The Superset port which defaults to 8088 can be forwarded to the local host:

kubectl port-forward service/simple-superset-external 8088 > /dev/null 2>&1 &

Then it can be opened in the browser with http://localhost:8088.

Enter the admin credentials from the Kubernetes secret:

Great! Now the Superset is already ready to use, but if you also want some sample data and dashboards to explore the functionalities Superset has to offer, continue with the next step.

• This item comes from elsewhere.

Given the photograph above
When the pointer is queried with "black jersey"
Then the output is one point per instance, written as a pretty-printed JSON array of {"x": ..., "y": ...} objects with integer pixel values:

Loading examples and accessing example dashboards

To have some data to play with and some dashboards to explore, Superset comes with some example data that you can load. To do so, create a file superset-load-examples-job.yaml with this content:

---
apiVersion: batch/v1
kind: Job
metadata:
  name: superset-load-examples
spec:
  template:
    spec:
      volumes:
      - configMap:
          defaultMode: 420
          name: simple-superset-node-default
        name: config
      containers:
      - name: superset
        image: docker.stackable.tech/stackable/superset:3.1.0-stackable24.3.0
        command: [
          "/bin/sh",
          "-c",
          "mkdir --parents /stackable/app/pythonpath && \
          cp /stackable/config/* /stackable/app/pythonpath && \
          echo 'SQLALCHEMY_EXAMPLES_URI = os.environ.get(\"SQLALCHEMY_DATABASE_URI\")' >> /stackable/app/pythonpath/superset_config.py && \
          superset load_examples"
        ]
        env:
        - name: SECRET_KEY
          valueFrom:
            secretKeyRef:
              key: connections.secretKey
              name: simple-superset-credentials
        - name: SQLALCHEMY_DATABASE_URI
          valueFrom:
            secretKeyRef:
              key: connections.sqlalchemyDatabaseUri
              name: simple-superset-credentials
        volumeMounts:
        - mountPath: /stackable/config
          name: config
        resources:
          limits:
            cpu: 1200m
            memory: 1000Mi
          requests:
            cpu: 300m
            memory: 1000Mi
      restartPolicy: Never
  backoffLimit: 4

This is a Kubernetes Job. The same connection information and credentials are loaded that are also used by the Superset instance. The Job will load the example data. Execute it and await its termination like so:

kubectl apply -f superset-load-examples-job.yaml
sleep 5
kubectl wait --for=condition=complete --timeout=300s job/superset-load-examples

The Job will take a few minutes to terminate. Afterwards, check back again on the web interface. New dashboards should be available:

Great! Now you can explore this sample data, run queries on it or create your own dashboards.

What’s next

Look at the Usage guide to find out more about configuring your Superset instance or have a look at the Superset documentation to create your first dashboard.